それにこれからはシュバルツとワイスが加わって・・・なんだか楽しくなりそうと、リヒトは小さく笑ってテーブル越しにみんなを見渡した。
テーブルの上には焼きたてのアップルパイと黄色いトウモロコシパン。美味しそうな匂いのスペアリブ、ほかほかと湯気の立つカボチャスープ。

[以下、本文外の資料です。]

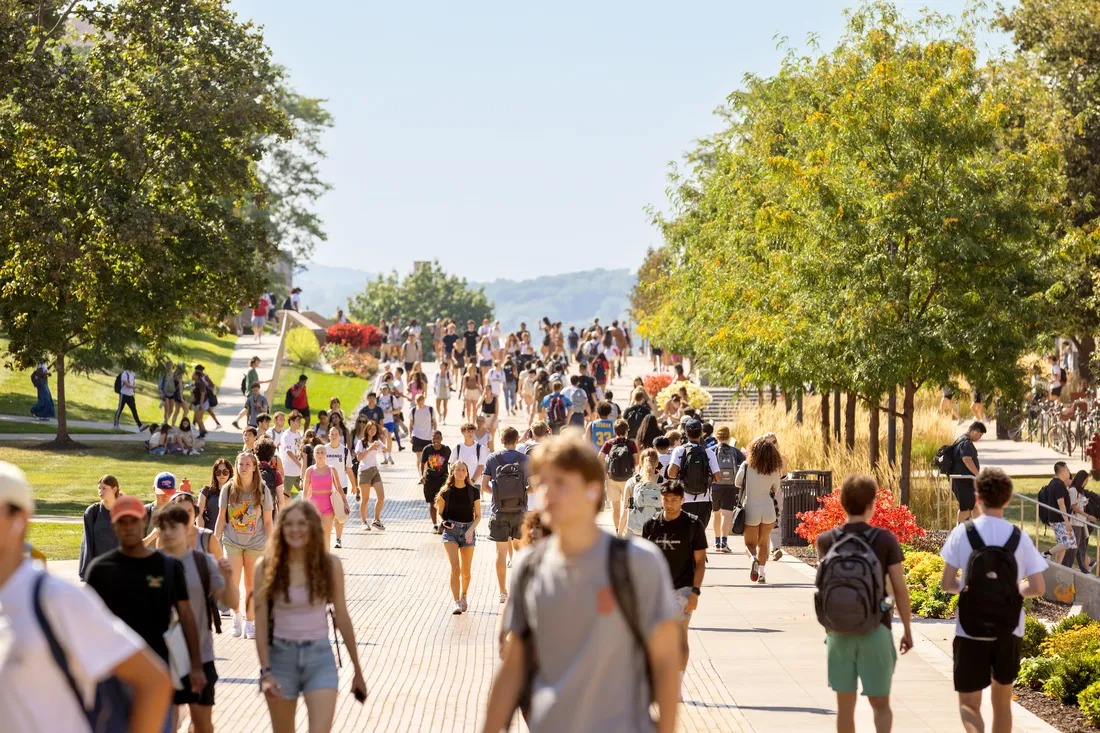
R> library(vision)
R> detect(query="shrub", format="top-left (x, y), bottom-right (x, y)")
top-left (286, 328), bottom-right (321, 367)
top-left (1077, 682), bottom-right (1100, 726)
top-left (1020, 616), bottom-right (1049, 657)
top-left (1040, 624), bottom-right (1100, 659)
top-left (1051, 613), bottom-right (1096, 634)
top-left (1016, 657), bottom-right (1062, 690)
top-left (795, 489), bottom-right (924, 539)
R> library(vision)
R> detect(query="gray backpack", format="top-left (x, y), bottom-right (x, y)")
top-left (814, 527), bottom-right (886, 635)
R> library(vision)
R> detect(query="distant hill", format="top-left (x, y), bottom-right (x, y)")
top-left (294, 264), bottom-right (636, 330)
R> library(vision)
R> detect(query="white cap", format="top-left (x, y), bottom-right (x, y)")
top-left (0, 461), bottom-right (34, 514)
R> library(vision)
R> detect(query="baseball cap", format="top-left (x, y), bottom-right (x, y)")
top-left (111, 495), bottom-right (145, 523)
top-left (153, 471), bottom-right (176, 496)
top-left (0, 461), bottom-right (34, 514)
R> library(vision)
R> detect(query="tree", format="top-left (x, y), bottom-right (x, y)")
top-left (0, 0), bottom-right (289, 446)
top-left (348, 261), bottom-right (493, 354)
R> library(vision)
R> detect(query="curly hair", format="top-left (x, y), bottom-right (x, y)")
top-left (748, 436), bottom-right (783, 475)
top-left (264, 502), bottom-right (332, 603)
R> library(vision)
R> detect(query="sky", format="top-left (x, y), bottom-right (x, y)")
top-left (232, 0), bottom-right (1007, 281)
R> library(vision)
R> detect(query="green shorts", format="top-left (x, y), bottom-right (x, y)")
top-left (825, 624), bottom-right (898, 698)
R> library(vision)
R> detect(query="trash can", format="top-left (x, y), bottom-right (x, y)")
top-left (779, 471), bottom-right (832, 547)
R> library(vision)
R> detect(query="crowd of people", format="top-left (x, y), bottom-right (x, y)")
top-left (0, 319), bottom-right (1069, 733)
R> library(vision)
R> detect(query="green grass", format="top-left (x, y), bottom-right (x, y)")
top-left (0, 332), bottom-right (237, 424)
top-left (0, 442), bottom-right (225, 516)
top-left (272, 367), bottom-right (371, 425)
top-left (26, 522), bottom-right (84, 560)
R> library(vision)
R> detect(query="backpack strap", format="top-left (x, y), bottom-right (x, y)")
top-left (607, 537), bottom-right (653, 696)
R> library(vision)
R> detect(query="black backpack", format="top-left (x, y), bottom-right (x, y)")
top-left (607, 438), bottom-right (634, 481)
top-left (679, 444), bottom-right (714, 496)
top-left (814, 527), bottom-right (886, 636)
top-left (959, 521), bottom-right (1024, 638)
top-left (493, 461), bottom-right (527, 512)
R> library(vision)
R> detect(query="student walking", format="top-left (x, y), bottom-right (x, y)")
top-left (482, 437), bottom-right (682, 733)
top-left (254, 499), bottom-right (366, 733)
top-left (735, 437), bottom-right (783, 583)
top-left (941, 469), bottom-right (1047, 733)
top-left (0, 462), bottom-right (173, 733)
top-left (435, 461), bottom-right (481, 615)
top-left (641, 479), bottom-right (706, 681)
top-left (814, 474), bottom-right (913, 733)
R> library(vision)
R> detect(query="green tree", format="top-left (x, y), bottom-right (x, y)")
top-left (0, 0), bottom-right (289, 445)
top-left (348, 261), bottom-right (493, 354)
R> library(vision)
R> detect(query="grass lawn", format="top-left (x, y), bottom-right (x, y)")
top-left (0, 442), bottom-right (227, 516)
top-left (0, 332), bottom-right (237, 424)
top-left (26, 522), bottom-right (84, 560)
top-left (272, 367), bottom-right (371, 425)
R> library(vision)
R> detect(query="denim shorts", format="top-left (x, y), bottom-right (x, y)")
top-left (443, 522), bottom-right (477, 547)
top-left (271, 638), bottom-right (340, 700)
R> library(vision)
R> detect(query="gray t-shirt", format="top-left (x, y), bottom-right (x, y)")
top-left (176, 550), bottom-right (226, 663)
top-left (218, 483), bottom-right (272, 550)
top-left (504, 532), bottom-right (681, 733)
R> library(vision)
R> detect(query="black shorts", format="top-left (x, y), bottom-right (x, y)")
top-left (173, 661), bottom-right (218, 707)
top-left (711, 483), bottom-right (741, 512)
top-left (952, 479), bottom-right (976, 512)
top-left (952, 636), bottom-right (1023, 692)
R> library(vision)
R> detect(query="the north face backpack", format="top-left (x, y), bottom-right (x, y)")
top-left (607, 438), bottom-right (634, 481)
top-left (814, 527), bottom-right (886, 635)
top-left (493, 461), bottom-right (527, 512)
top-left (714, 442), bottom-right (740, 486)
top-left (547, 394), bottom-right (565, 425)
top-left (959, 522), bottom-right (1024, 638)
top-left (679, 444), bottom-right (714, 496)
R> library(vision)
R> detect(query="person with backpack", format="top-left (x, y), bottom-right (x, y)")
top-left (939, 469), bottom-right (1047, 731)
top-left (641, 479), bottom-right (706, 682)
top-left (592, 416), bottom-right (638, 527)
top-left (481, 427), bottom-right (530, 603)
top-left (668, 418), bottom-right (722, 537)
top-left (482, 437), bottom-right (682, 733)
top-left (711, 425), bottom-right (745, 555)
top-left (617, 448), bottom-right (662, 537)
top-left (734, 436), bottom-right (783, 584)
top-left (0, 462), bottom-right (173, 733)
top-left (1037, 461), bottom-right (1077, 567)
top-left (814, 474), bottom-right (913, 733)
top-left (155, 501), bottom-right (240, 733)
top-left (541, 382), bottom-right (573, 435)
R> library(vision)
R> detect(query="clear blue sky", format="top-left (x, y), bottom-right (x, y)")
top-left (227, 0), bottom-right (1003, 281)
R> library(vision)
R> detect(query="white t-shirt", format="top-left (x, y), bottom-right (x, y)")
top-left (939, 514), bottom-right (1047, 638)
top-left (0, 560), bottom-right (145, 733)
top-left (277, 430), bottom-right (301, 477)
top-left (485, 367), bottom-right (504, 397)
top-left (325, 442), bottom-right (351, 489)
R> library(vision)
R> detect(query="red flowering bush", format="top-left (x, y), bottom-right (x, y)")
top-left (795, 489), bottom-right (924, 543)
top-left (325, 324), bottom-right (382, 351)
top-left (642, 374), bottom-right (672, 397)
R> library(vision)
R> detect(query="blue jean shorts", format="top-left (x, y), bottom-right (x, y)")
top-left (443, 522), bottom-right (477, 547)
top-left (271, 638), bottom-right (340, 700)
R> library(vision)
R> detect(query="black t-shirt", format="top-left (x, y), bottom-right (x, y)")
top-left (420, 446), bottom-right (451, 480)
top-left (817, 522), bottom-right (904, 628)
top-left (443, 483), bottom-right (481, 522)
top-left (641, 512), bottom-right (706, 588)
top-left (85, 549), bottom-right (187, 661)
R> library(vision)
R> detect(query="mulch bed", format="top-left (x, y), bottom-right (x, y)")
top-left (1013, 687), bottom-right (1097, 733)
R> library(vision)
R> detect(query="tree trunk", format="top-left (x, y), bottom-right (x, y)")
top-left (899, 376), bottom-right (916, 504)
top-left (867, 395), bottom-right (882, 470)
top-left (844, 390), bottom-right (856, 450)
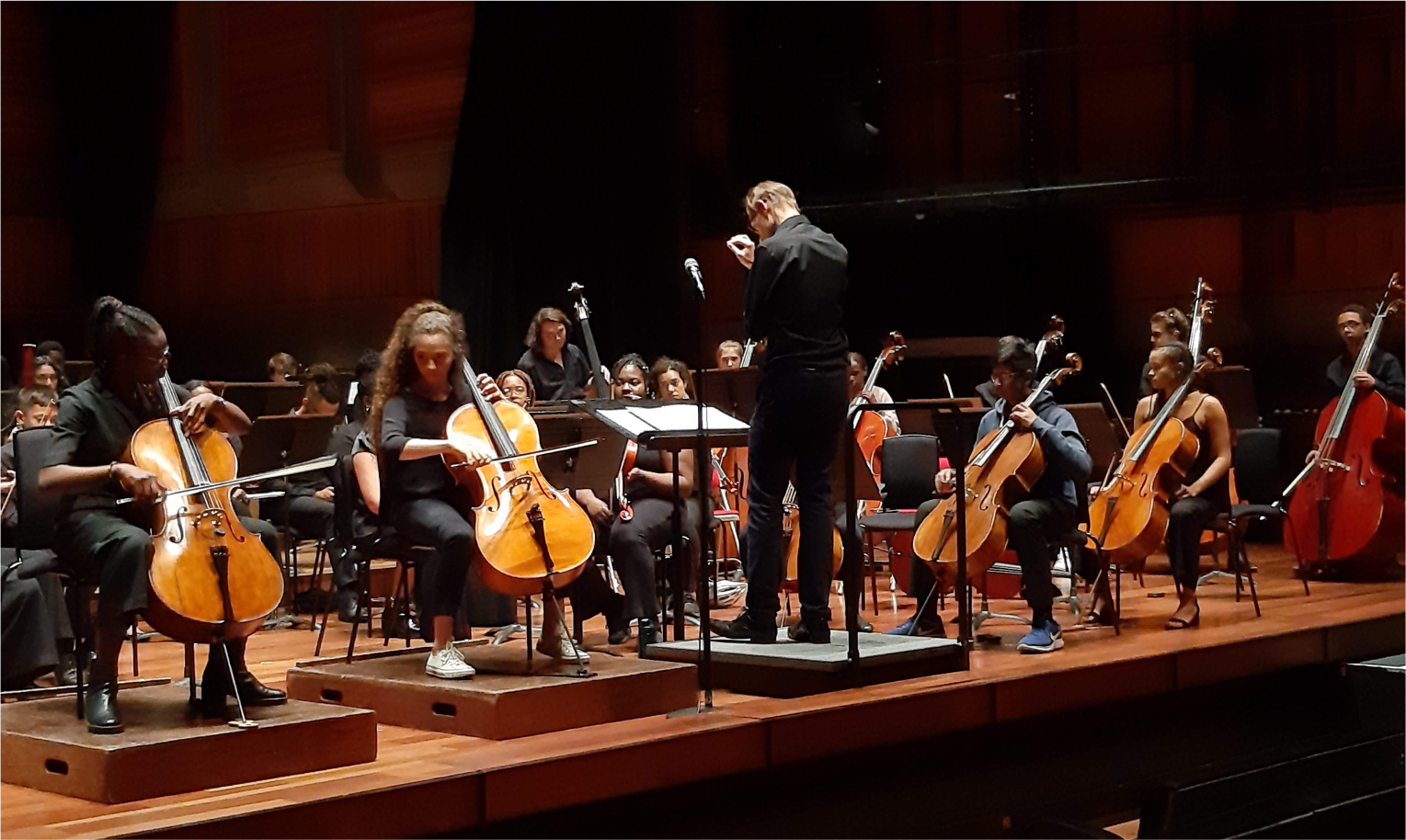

並べられた料理を前に、グランツはみんなの顔を見回す。
「そうだ、シュバルツ、ワイス。腹が減ってるとは思うが少し待ってくれ「船長が言っても説得力無しね」・・・トレネ・・・
と、とにかくだな、俺達自由賊にはそれなりのしきたりが有る。その一つが“食前の祈り”だ」
「祈りって、神サマかなんか信じてんの?」
「違う」
意外そうなシュバルツの言葉に、グランツはきっぱりと言い放つ。
「生憎と俺達自由賊は、神様は特に信じていない。
俺達が信じるのは・・・“自由”だけだ」
「・・・・・・」
その言葉を聴いてリヒトは思わず微笑んだ。
まだ自由賊になった当初、グランツに言われた言葉を思い出して・・・
『リヒト、これからはお前さんももう自由賊だ。
そこでお前さんに重っ大な事を教えておこう』
『じゅうだい?』
『ああ。それはな・・・リヒトが“自由に生きる”って事さ。
リヒトは自由だ。何があっても自分の“意志”を信じろ。
例えば自分の“意志”の代わりに神様に縋るなんて、もってのほかだぜ』
『?なんで?』
『大概は、自分の“意志”を信じられないから神様とやらに縋るのさ。自分の“意志”があって神様に助けを求めるのはアリだと思うけどな。
何もかもを他者に明け渡したりはするなよ?
リヒトには、自分の“意志”がある。まずそれを信じてやれ。
それが何よりも、リヒトの自由を生むんだ』
『・・・!
うん!オレ、信じる!』
―信じるよ、グランツ。
思い返して、そっと目を伏せる。リヒトには解っていた。
グランツの言葉が、そして自分自身の“意志”が。
これまで自分を生かしてきた事を。